Dark Night: A True Batman Story

There’s such potential in Dark Night: A True Batman Story. Fans of superhero characters are already prepped to want to know more about the author, Paul Dini, who was so instrumental in making Batman: The Animated Series. The idea of exploring how working on a fictional superhero changes after the artist has been severely mugged is a fascinating one. Unfortunately, I found the execution superficial and self-indulgent.

At a time when he was helping write the animated feature Mask of the Phantasm, Dini was attacked and beaten to the point that his nose was fractured and eye socket shattered. During his recovery, at a time when he was feeling even more sorry for himself than usual, he had a lot of imaginary conversations with Batman and his villains.

Dini reiterates obvious points.

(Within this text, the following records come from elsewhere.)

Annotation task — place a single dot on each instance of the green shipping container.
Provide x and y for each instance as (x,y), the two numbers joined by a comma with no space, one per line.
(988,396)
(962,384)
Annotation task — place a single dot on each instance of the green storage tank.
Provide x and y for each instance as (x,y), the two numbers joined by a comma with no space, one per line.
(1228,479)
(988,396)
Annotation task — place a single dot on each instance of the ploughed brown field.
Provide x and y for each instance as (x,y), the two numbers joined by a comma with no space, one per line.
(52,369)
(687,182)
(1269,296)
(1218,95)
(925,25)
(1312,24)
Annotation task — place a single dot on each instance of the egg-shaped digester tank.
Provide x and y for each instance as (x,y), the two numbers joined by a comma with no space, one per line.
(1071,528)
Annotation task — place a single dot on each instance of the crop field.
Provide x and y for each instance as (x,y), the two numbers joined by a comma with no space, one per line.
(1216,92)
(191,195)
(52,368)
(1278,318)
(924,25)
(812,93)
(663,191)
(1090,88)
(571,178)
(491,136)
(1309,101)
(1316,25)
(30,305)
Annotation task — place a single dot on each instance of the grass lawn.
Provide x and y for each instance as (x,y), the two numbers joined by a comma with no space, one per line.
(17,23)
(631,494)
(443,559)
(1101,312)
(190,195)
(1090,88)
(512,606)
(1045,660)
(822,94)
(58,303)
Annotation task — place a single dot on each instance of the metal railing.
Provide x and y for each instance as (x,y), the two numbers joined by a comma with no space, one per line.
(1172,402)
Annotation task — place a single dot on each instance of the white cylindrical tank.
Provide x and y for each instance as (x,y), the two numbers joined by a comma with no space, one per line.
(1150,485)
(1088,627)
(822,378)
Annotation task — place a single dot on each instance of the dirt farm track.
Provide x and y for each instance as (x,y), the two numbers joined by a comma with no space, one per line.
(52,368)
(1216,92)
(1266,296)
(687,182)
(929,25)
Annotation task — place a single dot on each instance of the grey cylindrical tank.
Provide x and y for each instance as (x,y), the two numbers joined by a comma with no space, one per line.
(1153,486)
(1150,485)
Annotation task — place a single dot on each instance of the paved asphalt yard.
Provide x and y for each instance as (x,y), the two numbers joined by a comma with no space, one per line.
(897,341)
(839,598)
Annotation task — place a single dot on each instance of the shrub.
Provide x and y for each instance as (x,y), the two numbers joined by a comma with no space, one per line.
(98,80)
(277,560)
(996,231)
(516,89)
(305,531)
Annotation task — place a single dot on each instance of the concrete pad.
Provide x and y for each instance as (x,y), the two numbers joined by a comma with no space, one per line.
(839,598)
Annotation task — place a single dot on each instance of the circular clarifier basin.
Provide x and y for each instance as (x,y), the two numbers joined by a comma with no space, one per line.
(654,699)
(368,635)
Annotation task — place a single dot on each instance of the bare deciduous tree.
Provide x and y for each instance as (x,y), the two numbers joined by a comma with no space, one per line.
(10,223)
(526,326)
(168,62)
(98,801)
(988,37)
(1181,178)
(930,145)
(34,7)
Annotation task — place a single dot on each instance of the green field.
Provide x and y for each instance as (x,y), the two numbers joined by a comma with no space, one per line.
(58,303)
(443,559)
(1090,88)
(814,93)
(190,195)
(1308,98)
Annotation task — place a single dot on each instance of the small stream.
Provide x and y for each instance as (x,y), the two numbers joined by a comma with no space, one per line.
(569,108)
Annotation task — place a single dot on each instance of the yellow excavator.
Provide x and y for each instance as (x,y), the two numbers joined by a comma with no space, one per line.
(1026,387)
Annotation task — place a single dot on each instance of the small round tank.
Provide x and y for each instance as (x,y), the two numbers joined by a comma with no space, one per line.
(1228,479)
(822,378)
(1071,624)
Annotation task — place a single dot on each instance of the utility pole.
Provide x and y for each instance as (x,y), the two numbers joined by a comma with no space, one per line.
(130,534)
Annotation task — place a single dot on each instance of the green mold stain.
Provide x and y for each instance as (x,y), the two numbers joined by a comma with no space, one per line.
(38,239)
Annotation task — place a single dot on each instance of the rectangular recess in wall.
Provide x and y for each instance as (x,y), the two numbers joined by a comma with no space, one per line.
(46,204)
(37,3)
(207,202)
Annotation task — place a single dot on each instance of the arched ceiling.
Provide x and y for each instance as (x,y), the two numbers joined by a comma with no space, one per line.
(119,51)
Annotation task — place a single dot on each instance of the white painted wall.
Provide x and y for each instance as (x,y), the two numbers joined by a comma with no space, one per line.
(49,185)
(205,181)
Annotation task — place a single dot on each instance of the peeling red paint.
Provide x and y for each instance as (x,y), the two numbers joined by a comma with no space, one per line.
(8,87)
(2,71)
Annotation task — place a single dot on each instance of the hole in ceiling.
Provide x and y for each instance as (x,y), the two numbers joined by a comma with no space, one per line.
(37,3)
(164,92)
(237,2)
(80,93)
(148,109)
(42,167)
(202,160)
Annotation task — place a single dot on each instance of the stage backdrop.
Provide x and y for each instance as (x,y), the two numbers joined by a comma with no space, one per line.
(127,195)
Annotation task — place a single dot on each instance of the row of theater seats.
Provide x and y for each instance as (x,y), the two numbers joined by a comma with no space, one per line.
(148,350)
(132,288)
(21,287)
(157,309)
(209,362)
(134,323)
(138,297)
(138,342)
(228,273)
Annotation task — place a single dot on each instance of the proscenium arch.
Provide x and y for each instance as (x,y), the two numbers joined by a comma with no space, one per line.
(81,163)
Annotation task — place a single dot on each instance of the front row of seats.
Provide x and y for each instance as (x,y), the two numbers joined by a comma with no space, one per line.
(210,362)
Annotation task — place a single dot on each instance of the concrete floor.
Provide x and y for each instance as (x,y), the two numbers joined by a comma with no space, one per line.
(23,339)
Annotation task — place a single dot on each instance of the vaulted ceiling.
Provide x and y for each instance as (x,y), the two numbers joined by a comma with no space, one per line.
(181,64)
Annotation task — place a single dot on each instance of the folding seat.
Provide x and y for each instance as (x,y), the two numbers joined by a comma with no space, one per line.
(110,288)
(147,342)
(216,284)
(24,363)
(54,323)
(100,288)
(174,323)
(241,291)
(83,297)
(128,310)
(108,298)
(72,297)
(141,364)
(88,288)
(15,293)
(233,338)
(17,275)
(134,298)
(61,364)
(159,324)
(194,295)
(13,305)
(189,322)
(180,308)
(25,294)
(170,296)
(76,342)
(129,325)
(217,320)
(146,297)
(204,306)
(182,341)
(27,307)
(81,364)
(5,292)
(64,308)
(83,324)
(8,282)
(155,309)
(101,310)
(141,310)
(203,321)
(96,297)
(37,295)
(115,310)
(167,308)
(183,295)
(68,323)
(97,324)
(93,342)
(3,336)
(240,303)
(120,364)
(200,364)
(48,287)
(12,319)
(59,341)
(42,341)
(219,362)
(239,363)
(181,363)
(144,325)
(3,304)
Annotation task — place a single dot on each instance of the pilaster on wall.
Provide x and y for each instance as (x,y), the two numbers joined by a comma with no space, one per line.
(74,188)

He was artistic and different. He lived alone, surrounded by toys and talking of substantial matters only to therapists. He didn’t fit in, except at work (which seems to involve a good deal of hazing, but it was ok, because they were all similar personalities). The real changes are glossed over.

Dark Night: A True Batman Story

Dini is playing to a very supportive audience here, many of whom will identify with growing up bullied and finding relief in comics and cartoons. Dini shies away from any true insight, though. He spends time on how badly the actresses he dates treat him, going out with him just because he works with Steven Spielberg, but we never see him with Misty Lee, the woman he credits briefly in text with showing him real love.

He wallows in the struggles but only tells the reader briefly in passing of the improvements. It’s odd that I found such problems in pacing, given Dini’s professional career. The balance of content is way off, and Dini shies away from deep exploration of the topic, instead coming to the conclusion that, although he felt betrayed that no hero kept him from being beaten up, devoting his life to such fiction is ok because it makes people feel better.

I don’t disagree with this. I disagree with someone shading their story so much. A reader needs to trust an autobiographer to be honest, and I don’t feel that. There are hints of issues — as when we jump from Dad saying, “I’d like to know what kind of job you can get by watching cartoons,” to Dini saying he worked at Warner Bros. Animation, with the parents only getting mentions in passing in the rest of the book — but the difficult questions are barely raised and rarely answered. There’s an indication early on that Dini, as a child, is lying to his psychologist in order to avoid being diagnosed with something serious. I get the same feeling later on, that’s he’s glossing over anything that would be too disturbing.

The art, however, is outstanding. Eduardo Risso does an amazing job both with the real-world people and the fantasy characters overlaid as figments of Dini’s imagination. The coloring is wonderful, indicating through tone shifts which characters are real and which aren’t, and which have more importance to Dini at the time.

Seeing that work is what kept me going through the pages of self-blame and near-alcoholism portrayed, with Batman as the voice of “you should have done this instead”. (There’s actually more Joker than Batman in his internal monologue.) The biggest indicator to me that Dini is still not being honest with himself (and the readers) is near the end, when he’s summing up how things changed in a few pages and says, to the Riddler,

“If I worried that much about what other people thought, I wouldn’t have become a writer.”

The whole book is about him worrying what other people think of him, of him having internalized self-disgust based on their expectations. If he’s truly gotten to the point where he no longer cares, I would have liked to have seen how, but that’s not on the pages here. Dark Night: A True Batman Story is getting a lot of praise from people who find the autobiography striking, but I suspect those people have been attracted to the big-name superhero in the title. Anyone who’s read one of the many other biographical comics available, without the corporate tie-in, will find this story disappointing in what it lacks.